The Information Commissioner’s audited the parties’ data protection compliance as part of its two-year investigation in the use of data analytics for political purposes, which was widened to include other organisations following the Cambridge Analytica scandal.
The audits, published today, include specific actions to improve data protection transparency and practice for the Conservative Party; the Labour Party; the Liberal Democrats; the Scottish National Party (SNP); the Democratic Unionist Party (DUP); Plaid Cymru; and UKIP.
While political parties are legitimately entitled to hold personal data belonging to millions of people to help them campaign effectively, the ICO insists that developments in the use of data analytics and social media mean that many voters are unaware of how their data is being used.
The regulator was quick to point out that the political parties engaged positively with the audit process and the ICO noted a genuine desire from the parties to respect people’s data protection rights. The parties have committed to making the improvements necessary to comply with the law and make their data processing more transparent, which the ICO will monitor for effectiveness.
The ICO has made recommendations for improvements across all political parties audited, with 70% classified as urgent or high priority. Among those recommendations were several measures relating to both the systems in which personal data is used, and the way that the parties safeguard that data were also recommended to meet the requirements of accountability.
Key recommendations for the parties include providing the public with clear information at the outset about how their data will be used as well as being transparent when using personal data to profile and then target people with marketing via social media platforms.
Parties must also tell individuals when they use intrusive profiling such as combining information about those individuals from several different sources to find out more about their voting characteristics and interests and be able to demonstrate that they are accountable, showing how parties meet their obligations and protect people’s rights.
In addition, parties must carry out thorough checks on all contracted and potential processors and third party suppliers to gain assurances that they comply with the key transparency, security and accountability requirements of data protection law and review their lawful bases for the different types of processing of personal data used to ensure the most appropriate basis is used.
The ICO claims it will be following up the audits by asking the parties to show the changes they have made in response to the audit recommendations. Failure to take the appropriate steps could result in regulatory action.
Information Commissioner Elizabeth Denham said: “We recognise the unique role political parties play in a democratic society.

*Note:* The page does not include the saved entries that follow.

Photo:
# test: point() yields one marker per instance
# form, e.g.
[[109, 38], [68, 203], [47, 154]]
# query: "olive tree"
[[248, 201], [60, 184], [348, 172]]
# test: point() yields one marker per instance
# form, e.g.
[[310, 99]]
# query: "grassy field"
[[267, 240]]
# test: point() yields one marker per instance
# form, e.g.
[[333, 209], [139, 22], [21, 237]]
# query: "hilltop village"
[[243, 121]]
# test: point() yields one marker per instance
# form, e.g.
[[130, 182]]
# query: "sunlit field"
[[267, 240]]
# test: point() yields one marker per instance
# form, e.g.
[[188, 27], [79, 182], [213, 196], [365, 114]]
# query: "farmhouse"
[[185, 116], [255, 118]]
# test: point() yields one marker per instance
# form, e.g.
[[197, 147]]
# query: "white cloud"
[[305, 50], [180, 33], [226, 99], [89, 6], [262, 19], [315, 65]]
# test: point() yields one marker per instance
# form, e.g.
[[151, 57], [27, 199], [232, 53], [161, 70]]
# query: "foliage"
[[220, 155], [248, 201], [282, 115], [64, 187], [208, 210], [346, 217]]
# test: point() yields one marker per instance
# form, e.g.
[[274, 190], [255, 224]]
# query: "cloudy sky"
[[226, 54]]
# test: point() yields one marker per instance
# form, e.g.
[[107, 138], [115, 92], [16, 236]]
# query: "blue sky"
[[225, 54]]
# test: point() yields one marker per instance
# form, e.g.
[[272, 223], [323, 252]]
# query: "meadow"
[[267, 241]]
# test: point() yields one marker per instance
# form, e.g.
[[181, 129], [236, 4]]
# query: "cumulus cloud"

“Society benefits from political parties that want to keep in touch with people, through more informed voting decisions, better engagement with hard to reach groups and the potential for increased engagement in democratic processes. But engagement must respect obligations under the law, especially where there are risks of significant privacy intrusion.
“All political parties must use personal information in ways that are transparent, understood by people and lawful, if they are to retain the trust and confidence of electorates. The transparency and accountability required by data protection is a key aspect in developing and maintaining trust, and so there is an important role for the ICO in scrutinising this area.”
In response, DMA chief executive Chris Combemale commented: “While it is good that the parties have made commitments to rectify shortcomings, it has come several years after the GDPR’s implementation, which is concerning. It is the duty of every person within an organisation to know their responsibilities under the GDPR and compliance must be exhibited through all marketing and communication channels, including websites.
“Organisations who are able to demonstrate that they uphold the values of the GDPR help to build public trust in data sharing. So it is essential for political parties to take sufficient care to comply with the laws put in place to protect public data. We must continue to raise awareness of these laws and regulations not only at party bureaucracy level, but among MPs and political representatives too, if the UK is to continue spearheading initiatives that help to enhance global data protection standards.”